Posted by: tj at March 14, 2010 08:08 AM
I simply do not believe the estimates. As Alex B. notes, recall the original estimates for medicaid. And counting medicaid savings is fraud. That program is unustainable in its current form, so its savings should be used to salvage it, not to justify further increases in medical aid spending. The end may be justified, but we need to own up to the basic truths in our budget now, not pretend that further expansions won't worsen the problem.
Posted by: don at March 15, 2010 07:23 PM
I have a similar question to Alex. How does a place like the CBO still have credit? I understand that it is bi-partisan, but it continually gets its estimates wrong, and not by a little, but by a lot.
Posted by: Tom Long at March 15, 2010 08:16 PM
A couple of thought questions for you:
How would CBO score an increase in all tax rates to 90%?
How would CBO score a total ceasing of services for 12 months with no decrease in taxes?

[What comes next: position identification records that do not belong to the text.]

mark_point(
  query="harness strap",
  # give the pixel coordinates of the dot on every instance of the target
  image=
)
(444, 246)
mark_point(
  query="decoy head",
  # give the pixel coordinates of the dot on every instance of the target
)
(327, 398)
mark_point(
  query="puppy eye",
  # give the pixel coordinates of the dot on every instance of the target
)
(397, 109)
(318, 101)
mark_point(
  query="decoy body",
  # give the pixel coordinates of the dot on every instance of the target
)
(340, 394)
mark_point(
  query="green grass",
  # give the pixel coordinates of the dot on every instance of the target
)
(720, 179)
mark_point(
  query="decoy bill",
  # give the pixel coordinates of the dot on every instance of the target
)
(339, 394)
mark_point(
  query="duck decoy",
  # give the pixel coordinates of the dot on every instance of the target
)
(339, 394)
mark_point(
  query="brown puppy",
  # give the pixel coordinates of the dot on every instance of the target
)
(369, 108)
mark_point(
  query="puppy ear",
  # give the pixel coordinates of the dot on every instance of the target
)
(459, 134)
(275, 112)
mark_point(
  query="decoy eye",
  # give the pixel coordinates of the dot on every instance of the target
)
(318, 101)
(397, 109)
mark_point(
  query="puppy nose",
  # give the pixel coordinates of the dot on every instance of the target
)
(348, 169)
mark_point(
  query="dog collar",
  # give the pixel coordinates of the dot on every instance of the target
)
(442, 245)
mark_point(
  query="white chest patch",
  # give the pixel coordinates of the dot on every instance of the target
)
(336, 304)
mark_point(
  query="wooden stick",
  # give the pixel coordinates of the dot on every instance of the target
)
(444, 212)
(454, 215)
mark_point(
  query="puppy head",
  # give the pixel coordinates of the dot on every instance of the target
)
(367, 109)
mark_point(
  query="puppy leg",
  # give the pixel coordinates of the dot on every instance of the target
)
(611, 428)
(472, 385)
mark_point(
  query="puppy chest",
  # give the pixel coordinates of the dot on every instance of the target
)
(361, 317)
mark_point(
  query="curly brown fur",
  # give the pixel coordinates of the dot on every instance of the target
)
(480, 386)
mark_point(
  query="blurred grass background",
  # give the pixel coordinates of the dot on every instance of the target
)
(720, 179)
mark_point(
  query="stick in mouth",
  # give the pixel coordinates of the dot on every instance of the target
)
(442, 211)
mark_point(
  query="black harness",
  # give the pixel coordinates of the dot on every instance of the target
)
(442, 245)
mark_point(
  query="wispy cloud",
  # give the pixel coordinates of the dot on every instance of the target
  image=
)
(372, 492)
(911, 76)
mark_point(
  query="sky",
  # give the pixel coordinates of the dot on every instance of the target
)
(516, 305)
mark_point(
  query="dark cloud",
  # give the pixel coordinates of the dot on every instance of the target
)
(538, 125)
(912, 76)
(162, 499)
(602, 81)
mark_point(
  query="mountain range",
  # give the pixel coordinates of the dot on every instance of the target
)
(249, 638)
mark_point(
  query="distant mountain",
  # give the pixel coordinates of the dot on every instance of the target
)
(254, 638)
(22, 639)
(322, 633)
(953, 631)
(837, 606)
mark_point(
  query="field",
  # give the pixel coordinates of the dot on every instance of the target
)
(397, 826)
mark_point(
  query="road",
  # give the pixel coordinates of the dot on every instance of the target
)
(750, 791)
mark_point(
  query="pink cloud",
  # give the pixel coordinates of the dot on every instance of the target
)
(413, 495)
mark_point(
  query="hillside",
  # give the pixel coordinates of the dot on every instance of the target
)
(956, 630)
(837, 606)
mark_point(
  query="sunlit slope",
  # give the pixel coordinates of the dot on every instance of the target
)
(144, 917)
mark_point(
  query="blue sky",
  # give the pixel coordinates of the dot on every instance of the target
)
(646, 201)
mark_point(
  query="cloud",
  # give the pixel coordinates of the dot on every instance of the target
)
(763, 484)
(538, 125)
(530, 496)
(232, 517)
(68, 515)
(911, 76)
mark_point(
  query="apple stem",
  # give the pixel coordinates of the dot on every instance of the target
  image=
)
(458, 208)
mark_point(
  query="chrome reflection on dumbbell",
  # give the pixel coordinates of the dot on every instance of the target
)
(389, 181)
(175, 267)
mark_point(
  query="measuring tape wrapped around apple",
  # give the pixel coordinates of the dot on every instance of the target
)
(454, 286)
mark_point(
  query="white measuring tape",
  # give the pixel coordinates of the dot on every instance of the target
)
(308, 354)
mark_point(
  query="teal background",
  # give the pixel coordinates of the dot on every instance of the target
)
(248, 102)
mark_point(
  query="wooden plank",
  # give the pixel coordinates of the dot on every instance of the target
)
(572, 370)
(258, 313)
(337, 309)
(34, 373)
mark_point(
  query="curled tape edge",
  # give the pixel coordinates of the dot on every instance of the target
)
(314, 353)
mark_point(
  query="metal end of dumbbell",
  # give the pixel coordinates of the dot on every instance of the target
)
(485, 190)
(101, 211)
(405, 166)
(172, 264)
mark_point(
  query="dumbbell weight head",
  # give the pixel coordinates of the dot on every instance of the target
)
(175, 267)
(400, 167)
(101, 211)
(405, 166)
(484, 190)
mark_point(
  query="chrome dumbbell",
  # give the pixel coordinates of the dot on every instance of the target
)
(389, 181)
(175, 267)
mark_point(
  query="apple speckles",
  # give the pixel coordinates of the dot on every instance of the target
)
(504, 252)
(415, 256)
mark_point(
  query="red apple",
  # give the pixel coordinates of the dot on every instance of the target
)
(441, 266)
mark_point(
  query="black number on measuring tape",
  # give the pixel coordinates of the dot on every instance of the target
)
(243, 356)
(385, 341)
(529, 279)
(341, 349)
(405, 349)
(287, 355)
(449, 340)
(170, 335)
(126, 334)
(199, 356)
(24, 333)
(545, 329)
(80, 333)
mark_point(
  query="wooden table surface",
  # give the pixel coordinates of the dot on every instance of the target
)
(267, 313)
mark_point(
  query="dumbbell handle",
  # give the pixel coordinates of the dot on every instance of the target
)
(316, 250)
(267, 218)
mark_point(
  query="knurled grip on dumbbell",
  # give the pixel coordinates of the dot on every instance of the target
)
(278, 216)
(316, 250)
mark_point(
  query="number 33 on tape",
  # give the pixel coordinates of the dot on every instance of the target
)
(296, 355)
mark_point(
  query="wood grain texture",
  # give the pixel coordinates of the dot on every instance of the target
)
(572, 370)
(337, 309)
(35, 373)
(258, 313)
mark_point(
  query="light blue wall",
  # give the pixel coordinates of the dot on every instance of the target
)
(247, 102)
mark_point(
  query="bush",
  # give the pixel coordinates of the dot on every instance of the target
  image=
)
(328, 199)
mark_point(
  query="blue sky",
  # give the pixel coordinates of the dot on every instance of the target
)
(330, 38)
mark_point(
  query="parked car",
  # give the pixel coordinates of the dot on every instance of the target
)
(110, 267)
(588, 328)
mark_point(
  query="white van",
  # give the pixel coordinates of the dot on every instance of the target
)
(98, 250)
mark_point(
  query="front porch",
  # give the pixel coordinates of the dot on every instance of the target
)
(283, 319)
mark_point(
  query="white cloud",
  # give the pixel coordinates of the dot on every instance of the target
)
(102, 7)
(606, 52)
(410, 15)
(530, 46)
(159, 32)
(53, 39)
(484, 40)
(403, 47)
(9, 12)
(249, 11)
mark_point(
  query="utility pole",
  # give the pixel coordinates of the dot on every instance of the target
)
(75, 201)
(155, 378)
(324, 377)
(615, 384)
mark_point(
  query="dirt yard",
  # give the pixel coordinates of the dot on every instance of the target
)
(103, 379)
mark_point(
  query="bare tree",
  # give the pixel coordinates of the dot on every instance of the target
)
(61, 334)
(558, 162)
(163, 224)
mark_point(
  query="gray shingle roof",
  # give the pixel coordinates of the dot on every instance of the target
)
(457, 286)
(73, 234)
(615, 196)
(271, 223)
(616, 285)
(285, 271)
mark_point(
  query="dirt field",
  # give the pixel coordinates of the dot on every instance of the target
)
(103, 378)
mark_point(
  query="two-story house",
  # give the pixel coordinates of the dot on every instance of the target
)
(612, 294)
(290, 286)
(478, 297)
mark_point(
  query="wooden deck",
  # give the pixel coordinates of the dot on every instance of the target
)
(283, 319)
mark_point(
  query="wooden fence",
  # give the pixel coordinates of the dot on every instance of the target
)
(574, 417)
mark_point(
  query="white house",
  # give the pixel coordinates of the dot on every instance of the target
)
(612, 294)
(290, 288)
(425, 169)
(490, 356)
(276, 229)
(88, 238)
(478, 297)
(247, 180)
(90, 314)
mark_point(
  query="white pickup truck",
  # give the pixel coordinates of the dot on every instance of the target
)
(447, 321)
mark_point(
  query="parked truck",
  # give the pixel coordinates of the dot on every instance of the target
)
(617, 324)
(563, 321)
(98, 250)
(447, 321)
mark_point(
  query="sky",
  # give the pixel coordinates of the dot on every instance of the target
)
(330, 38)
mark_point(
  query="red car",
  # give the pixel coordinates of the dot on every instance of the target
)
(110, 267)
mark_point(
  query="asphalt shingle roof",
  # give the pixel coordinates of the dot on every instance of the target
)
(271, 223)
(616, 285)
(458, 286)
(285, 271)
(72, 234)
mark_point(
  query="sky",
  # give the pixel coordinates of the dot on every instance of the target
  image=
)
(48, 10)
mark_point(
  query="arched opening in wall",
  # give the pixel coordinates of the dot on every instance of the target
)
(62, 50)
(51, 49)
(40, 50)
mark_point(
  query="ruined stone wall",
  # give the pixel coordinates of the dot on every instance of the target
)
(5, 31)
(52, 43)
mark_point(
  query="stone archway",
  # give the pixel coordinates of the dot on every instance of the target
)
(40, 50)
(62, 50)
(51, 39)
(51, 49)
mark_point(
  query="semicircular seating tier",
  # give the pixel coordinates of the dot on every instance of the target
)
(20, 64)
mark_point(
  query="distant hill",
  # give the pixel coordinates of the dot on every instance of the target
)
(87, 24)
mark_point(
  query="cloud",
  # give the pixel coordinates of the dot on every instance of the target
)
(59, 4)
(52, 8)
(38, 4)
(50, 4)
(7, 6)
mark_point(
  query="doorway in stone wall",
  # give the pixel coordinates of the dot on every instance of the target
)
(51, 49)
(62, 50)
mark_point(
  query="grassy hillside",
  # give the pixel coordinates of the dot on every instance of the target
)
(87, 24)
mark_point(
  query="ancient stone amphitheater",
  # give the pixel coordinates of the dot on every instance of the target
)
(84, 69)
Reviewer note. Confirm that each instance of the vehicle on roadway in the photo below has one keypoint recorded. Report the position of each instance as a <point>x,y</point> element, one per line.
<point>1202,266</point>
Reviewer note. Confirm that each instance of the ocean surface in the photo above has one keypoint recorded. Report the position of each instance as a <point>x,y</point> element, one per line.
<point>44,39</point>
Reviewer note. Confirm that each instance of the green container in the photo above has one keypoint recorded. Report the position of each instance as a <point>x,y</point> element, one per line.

Posted by: RicardoZ at March 16, 2010 05:34 AM
don, Alex B, Tom Long: CBO is required to forecast/project under current law, or score under proposed law. The eventual costs of various programs deviated from these scores in part because of changes to the programs due to subsequent legislation. So the prediction errors are a composite of misestimate in the usual sense, and in failures to predict future legislation. I do not see how one can overcome the issue of the second component. After all, my guesses about future legislation likely differ from yours, which seem to incorporate some high speed trip down "The Road the Serfdom". By the way, if you care to look at statistics (as opposed to merely stating talking points), you should look at the various studies comparing OMB, CBO and private sector forecasts of GDP...and see if you want to still make your stark assertions about CBO forecasting.
Posted by: Menzie Chinn at March 16, 2010 12:22 PM
The CBO is highly reputable. I do not think any one is calling into question their methods. Everyone knows that they score what they are given. The question is and always has been, what are they given?